# Gainesville big bass



## PorknBeans (Nov 21, 2007)

I know it's not local but I wanted to share this catch with y'all. She slammed a 14in black worm around 11pm. sorry i couldnt load the pics correctly off my phone.


----------



## Tcheeks38 (Feb 11, 2013)

no pic lol


----------



## beeritself (Nov 25, 2010)

It's there. Sideways, but there. Nice catch, Vince.


----------



## Snatch it (Feb 17, 2009)

Pic??


----------



## PorknBeans (Nov 21, 2007)

sorry...should be able to see it now


----------



## jstblsd (Jul 6, 2010)

Nice!


----------



## Realtor (Oct 1, 2007)

wow, what did she weigh? nice BASS!!


----------



## jcoss15 (Oct 11, 2010)

pig!


----------



## PorknBeans (Nov 21, 2007)

Realtor said:


> wow, what did she weigh? nice BASS!!


 unfortunately we didnt have a scale...but i think she was around 11-12lbs....she was really fat and had a lot of girth on her. second 2x digit bass ive caught. hopefully there will be a few more in my lifetime :thumbup:


----------



## Gnwdad (Oct 14, 2007)

Wirelessly posted (Razr Maxx)

Good one for sure!


----------



## tips n tails (Mar 2, 2011)

Nice bass. You have that 14in black worm texas rigged?


----------



## marmidor (Mar 15, 2008)

Whoa what a slob!!! Did you release her?


----------



## PorknBeans (Nov 21, 2007)

yup, she was released...i dont see much sense in keeping a big female like that. we just had the worms on a 7/0 gamakatsu worm hook, no weight.


----------



## Jason (Oct 2, 2007)

Nice big ole fattie!!!!!


----------



## marmidor (Mar 15, 2008)

PorknBeans said:


> yup, she was released...i dont see much sense in keeping a big female like that. we just had the worms on a 7/0 gamakatsu worm hook, no weight.


I agree on the release. Not that I would have a problem had you kept her either. Just cool to release the big breeders.


----------



## GatorBane (Jan 11, 2010)

That fish is more than 12 lbs. Looks closer to 14 to me. Great job on the release.


----------



## auguy7777 (Feb 23, 2009)

In my Shaw Grisby voice...."What a pig"!!!!

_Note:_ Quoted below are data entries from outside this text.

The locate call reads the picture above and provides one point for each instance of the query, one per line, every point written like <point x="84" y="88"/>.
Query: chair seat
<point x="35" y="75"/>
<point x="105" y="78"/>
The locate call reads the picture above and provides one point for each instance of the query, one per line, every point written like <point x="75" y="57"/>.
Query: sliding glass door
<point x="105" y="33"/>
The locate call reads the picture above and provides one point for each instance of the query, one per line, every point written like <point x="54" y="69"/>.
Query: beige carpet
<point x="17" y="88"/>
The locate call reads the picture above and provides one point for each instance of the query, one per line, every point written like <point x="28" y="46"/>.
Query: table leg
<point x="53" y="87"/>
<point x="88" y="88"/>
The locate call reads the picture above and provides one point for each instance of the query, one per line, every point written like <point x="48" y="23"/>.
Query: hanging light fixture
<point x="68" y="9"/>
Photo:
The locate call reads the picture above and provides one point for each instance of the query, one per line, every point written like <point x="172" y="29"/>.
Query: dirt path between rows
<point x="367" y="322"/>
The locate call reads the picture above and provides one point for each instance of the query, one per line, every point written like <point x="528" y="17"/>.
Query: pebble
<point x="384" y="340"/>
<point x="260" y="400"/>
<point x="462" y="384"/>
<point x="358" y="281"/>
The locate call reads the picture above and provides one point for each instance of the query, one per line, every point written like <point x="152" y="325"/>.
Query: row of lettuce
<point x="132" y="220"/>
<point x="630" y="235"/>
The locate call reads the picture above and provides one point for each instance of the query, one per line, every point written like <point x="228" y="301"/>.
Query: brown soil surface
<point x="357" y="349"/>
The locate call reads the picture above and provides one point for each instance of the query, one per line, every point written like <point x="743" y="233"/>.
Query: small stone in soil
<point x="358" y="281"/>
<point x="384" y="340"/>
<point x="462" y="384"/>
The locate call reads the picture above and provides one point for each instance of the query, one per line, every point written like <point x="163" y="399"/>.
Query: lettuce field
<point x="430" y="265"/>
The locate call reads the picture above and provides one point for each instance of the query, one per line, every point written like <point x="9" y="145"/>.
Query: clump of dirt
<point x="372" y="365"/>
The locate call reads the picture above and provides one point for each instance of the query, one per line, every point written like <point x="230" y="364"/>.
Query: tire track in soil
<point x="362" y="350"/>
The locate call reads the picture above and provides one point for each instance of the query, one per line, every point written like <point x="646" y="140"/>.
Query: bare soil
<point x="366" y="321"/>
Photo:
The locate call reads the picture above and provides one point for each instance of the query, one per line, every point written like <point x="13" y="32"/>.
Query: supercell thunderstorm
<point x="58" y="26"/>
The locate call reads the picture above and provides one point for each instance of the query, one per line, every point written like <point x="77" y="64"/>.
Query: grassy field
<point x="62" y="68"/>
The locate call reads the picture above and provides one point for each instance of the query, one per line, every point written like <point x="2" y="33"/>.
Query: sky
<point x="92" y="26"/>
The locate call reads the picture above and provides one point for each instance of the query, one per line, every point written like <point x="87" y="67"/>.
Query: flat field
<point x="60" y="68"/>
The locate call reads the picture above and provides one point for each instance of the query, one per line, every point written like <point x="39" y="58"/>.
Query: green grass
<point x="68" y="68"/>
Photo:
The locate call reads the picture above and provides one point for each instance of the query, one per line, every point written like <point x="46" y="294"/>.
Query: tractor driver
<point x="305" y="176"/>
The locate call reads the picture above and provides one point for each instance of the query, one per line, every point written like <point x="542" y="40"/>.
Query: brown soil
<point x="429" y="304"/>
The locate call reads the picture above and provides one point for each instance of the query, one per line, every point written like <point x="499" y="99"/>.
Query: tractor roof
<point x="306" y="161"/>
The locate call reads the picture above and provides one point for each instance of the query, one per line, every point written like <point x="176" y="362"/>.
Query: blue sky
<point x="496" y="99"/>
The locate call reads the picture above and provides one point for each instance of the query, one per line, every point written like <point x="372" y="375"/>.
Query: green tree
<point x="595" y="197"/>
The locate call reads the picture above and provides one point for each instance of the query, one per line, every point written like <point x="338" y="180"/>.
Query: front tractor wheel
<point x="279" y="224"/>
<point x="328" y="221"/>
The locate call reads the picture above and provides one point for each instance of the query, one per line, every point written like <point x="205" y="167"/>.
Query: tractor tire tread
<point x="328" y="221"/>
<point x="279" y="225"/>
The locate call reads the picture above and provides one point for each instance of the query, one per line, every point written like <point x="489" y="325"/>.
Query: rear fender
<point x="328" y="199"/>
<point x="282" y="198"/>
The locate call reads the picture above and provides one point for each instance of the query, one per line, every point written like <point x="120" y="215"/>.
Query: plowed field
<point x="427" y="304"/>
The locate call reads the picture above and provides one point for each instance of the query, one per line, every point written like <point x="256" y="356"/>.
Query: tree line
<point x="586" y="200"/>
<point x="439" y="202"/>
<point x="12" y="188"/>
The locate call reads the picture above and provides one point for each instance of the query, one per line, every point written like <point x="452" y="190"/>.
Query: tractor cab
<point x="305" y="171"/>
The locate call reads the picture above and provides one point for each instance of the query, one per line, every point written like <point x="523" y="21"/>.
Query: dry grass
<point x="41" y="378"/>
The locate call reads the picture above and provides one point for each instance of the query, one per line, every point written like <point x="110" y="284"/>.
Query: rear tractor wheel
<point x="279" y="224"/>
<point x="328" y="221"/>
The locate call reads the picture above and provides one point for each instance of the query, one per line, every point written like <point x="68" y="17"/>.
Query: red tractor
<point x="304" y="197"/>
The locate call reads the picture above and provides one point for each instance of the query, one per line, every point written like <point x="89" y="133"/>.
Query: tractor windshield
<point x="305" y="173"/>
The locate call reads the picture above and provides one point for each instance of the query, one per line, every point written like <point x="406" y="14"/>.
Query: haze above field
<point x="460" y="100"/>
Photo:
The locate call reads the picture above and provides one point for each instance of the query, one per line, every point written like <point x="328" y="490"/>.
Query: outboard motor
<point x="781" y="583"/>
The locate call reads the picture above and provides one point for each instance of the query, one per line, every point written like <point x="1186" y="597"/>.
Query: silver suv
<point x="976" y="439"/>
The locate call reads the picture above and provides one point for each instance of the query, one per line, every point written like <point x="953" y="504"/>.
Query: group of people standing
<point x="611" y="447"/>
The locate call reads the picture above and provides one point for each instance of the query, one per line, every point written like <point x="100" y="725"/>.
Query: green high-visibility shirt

Awesome fish. You got the biggest unless King Kevin tops it


----------



## Spoolin Up (May 3, 2011)

Goodness, awesome job


----------



## PorknBeans (Nov 21, 2007)

GatorBane said:


> That fish is more than 12 lbs. Looks closer to 14 to me. Great job on the release.


man i hope youre right...i guess well never know for sure unless i catch her again :thumbup: across my knuckles is 4in so it looks like she was 27-28in long and according to the bass length weight chart puts her around 13lbs


----------



## GatorBane (Jan 11, 2010)

Just curious if she hit the worm on the fall or after it touched the bottom?


----------



## bamaman08 (Dec 22, 2008)

Nice fish! I'm headed to Guntersville the first week of June for our annual trip and I can't wait! Haven't caught one that big, but every fish you catch there is quality. We stay for a week and fish for bass, bream, and put out noodles for catfish some in the cove we stay at.


----------